# Split Python List by Nth Item

This has been one of the processes I’ve normally not solved in a clean or readable way.

In []: a = [1,2,3,4,5,6,7,8]


Taking the top output I want to return something similar to below.

Out[]: [(1, 2), (3, 4), (5, 6), (7, 8)]


Using a Pythonic approach this task isn’t to difficult, but there is some explaining to do.

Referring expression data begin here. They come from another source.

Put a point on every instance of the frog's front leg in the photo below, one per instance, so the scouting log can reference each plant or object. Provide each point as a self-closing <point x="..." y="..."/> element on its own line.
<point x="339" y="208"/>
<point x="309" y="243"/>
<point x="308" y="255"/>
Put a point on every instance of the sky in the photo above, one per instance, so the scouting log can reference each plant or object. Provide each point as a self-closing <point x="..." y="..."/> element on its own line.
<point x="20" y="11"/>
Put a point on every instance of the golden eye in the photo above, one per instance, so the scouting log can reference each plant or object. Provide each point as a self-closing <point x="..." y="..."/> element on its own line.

First lets look at the code:

In []: a = iter([1,2,3,4,5,6,7,8])

In []: [ i for i in zip(a, a) ]
Out[]: [(1, 2), (3, 4), (5, 6), (7, 8)]


First we need to pass our list to the iter function, this turns our list into a iterator object:

In []: a
Out[]: <listiterator at 0x1037c3110>


This iterator can be used like any other iterator as it has a next method:

In []: a = iter([1,2,3,4,5,6,7,8])

In []: a.next()
Out[]: 1

In []: a.next()
Out[]: 2

In []: a.next()
Out[]: 3


The next bit to understand is the zip function:

In []: a = [1,2,3,4]

In []: b = [5,6,7,8]

In []: zip(a, b)
Out[]: [(1, 5), (2, 6), (3, 7), (4, 8)]


What zip does is takes the 1st object ( next method ) from each iterator-able object passed in and packs them together in a tuple, it then continues till one or all objects throws a StopIteration :

In []: a = iter([1,2])

In []: a.next()
Out[]: 1

In []: a.next()
Out[]: 2

In []: a.next()
---------------------------------------------------------------------------
StopIteration                             Traceback (most recent call last)
<ipython-input-52-aa817a57a973> in <module>()
----> 1 a.next()

StopIteration:


So to put it all together zip takes our ‘a’ variable (an iter object of our list) as a argument

twice

.

[ i for i in zip(**a**, **a**) ]


Zip then grabs the first item from our first argument

using the next method,

and the first item from our second argument

using the next method

and bundles them in a tuple. If we were to do this by hand it would look like this:

In []: a = iter([1,2,3,4,5,6,7,8])

In []: first = a.next()

In []: second = a.next()

In []: first, second
Out[]: (1, 2)


Then if we were to do it again:

In []: first = a.next()

In []: second = a.next()

In []: first, second
Out[]: (3, 4)


Hopefully this makes sense now.